De wettelijke bewijsregels zijn geschreven voor de gewone dagvaardingsprocedure.
In verzoekschriftprocedures zijn zij van overeenkomstige toepassing, tenzij de aard
van de zaak zich hiertegen verzet (Art. 284 Rv). In kort geding gelden de wettelijke
bewijsregels niet. In arbitrage gelden deze regels ook niet, tenzij ze van toepassing
zijn verklaard door de partijen. Het scheidsgerecht is vrij ten aanzien van de
toepassing van deze regels (Art. 1039 lid 1 Rv).
In het burgerlijk proces hoeven alleen de feiten te worden bewezen die door de
wederpartij zijn betwist en die tot de beslissing van de zaak kunnen leiden. Feiten die
door de ene partij zijn gesteld en door de wederpartij niet of onvoldoende zijn betwist,
staan zonder bewijslevering tussen partijen vast (Art. 149 lid 1 Rv).
Vatbaar voor bewijs zijn feiten waaruit het gelden van een regel van gewoonterecht
kan worden afgeleid (Art. 79 lid 2 RO).
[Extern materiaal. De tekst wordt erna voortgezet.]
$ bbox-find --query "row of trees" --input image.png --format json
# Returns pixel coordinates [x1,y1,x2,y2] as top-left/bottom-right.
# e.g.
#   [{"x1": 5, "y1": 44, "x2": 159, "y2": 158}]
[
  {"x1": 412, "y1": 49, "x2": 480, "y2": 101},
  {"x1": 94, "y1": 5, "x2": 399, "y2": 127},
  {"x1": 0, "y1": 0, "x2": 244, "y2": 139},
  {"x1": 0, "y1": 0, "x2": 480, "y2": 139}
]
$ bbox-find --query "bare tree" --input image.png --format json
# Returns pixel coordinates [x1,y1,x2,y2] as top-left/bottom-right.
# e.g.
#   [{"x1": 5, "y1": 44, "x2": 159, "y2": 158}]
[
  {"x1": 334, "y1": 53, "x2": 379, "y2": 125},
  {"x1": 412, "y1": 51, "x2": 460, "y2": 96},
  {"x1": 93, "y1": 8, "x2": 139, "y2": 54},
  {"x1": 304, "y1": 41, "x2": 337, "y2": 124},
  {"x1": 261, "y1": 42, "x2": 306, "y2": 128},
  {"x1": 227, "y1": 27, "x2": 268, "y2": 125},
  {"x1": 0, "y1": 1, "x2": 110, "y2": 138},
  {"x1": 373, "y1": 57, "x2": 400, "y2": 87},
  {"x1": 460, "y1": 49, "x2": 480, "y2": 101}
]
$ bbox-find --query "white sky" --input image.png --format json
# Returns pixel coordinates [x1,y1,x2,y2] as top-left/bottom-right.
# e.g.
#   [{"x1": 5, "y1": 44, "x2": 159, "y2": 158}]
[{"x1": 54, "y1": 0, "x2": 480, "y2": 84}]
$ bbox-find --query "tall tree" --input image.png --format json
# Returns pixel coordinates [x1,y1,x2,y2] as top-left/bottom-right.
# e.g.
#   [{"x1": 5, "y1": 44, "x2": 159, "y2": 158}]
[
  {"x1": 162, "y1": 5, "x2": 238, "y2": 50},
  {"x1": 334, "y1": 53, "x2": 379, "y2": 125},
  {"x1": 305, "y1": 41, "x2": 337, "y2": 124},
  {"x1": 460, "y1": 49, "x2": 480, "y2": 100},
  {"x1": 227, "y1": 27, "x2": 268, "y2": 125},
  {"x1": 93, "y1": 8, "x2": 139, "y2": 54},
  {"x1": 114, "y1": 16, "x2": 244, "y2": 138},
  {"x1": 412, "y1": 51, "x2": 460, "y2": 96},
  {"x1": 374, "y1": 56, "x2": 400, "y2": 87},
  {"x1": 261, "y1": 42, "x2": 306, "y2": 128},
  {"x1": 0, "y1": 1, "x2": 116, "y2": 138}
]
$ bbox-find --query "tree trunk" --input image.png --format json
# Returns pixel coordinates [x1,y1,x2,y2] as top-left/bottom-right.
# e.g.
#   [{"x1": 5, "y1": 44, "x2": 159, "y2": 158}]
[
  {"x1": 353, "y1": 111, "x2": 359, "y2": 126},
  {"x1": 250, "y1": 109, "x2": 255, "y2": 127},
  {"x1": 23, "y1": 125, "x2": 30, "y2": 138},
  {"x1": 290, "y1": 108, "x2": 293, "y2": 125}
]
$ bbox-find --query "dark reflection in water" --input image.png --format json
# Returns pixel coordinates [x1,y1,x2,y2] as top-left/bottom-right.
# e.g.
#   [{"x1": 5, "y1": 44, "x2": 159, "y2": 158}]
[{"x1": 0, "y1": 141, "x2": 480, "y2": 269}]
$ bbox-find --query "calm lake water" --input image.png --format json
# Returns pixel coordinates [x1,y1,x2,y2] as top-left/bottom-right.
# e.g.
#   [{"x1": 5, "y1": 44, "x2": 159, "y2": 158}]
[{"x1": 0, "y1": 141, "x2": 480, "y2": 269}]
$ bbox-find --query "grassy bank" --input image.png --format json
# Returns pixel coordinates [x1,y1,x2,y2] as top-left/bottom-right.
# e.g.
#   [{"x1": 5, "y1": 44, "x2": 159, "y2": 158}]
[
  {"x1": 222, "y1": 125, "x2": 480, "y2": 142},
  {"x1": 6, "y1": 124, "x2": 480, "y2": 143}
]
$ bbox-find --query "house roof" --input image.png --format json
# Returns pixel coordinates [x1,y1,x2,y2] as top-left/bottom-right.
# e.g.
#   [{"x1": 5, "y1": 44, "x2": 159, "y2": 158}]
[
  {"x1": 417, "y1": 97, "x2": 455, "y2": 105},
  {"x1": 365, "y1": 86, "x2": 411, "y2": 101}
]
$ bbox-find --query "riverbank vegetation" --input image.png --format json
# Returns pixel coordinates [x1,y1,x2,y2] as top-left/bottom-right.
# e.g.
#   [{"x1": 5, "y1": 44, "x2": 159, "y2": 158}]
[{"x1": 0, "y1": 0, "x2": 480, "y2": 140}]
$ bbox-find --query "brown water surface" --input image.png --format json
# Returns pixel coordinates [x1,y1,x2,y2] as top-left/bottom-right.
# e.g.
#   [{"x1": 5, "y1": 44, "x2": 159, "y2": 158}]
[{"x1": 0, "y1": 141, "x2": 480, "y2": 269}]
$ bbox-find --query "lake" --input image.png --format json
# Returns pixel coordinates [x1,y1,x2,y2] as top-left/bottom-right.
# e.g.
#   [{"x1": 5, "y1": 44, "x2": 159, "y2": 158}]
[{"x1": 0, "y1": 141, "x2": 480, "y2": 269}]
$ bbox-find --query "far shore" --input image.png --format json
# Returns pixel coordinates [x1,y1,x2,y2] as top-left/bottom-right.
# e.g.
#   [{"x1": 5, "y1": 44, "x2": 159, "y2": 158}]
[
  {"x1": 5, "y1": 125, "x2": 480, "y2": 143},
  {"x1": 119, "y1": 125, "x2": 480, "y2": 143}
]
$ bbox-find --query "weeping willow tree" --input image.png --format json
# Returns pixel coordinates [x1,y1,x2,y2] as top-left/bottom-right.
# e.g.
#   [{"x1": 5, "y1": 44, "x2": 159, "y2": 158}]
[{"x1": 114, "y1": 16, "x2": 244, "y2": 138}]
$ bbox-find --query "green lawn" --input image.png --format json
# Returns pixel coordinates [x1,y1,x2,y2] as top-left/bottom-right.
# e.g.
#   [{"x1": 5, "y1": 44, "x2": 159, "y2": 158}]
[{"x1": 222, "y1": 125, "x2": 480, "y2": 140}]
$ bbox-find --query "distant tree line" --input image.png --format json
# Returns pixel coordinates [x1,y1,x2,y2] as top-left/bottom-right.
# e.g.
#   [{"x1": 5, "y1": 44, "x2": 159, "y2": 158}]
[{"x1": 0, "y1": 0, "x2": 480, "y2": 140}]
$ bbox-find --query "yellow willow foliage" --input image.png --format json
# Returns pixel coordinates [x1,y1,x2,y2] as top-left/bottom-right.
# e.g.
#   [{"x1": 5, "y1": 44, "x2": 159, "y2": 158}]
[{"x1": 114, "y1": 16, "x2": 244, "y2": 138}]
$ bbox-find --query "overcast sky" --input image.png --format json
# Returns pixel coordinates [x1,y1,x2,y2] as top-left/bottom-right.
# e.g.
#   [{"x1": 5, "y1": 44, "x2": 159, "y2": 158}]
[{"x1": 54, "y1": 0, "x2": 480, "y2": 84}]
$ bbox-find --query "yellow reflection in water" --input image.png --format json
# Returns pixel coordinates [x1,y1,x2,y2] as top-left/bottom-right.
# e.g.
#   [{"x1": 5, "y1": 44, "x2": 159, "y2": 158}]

Ook subjectieve rechten zijn vatbaar voor
bewijs (Art. 149-150 Rv). Bewijs wordt door partijen geleverd. Rechter mag niet
ambtshalve de feiten aanvullen, behalve met feiten van algemene bekendheid en
algemene ervaringsregels (Art. 149 lid 2 Rv).
Bewijslast: verplichting rustend op de eiser of gedaagde in een geding om bewijs te
leveren. Art. 150 Rv - hoofdregel: de partij die zich beroept op rechtsgevolgen van
door haar gestelde feiten of rechten, draagt de bewijslast van die feiten of rechten.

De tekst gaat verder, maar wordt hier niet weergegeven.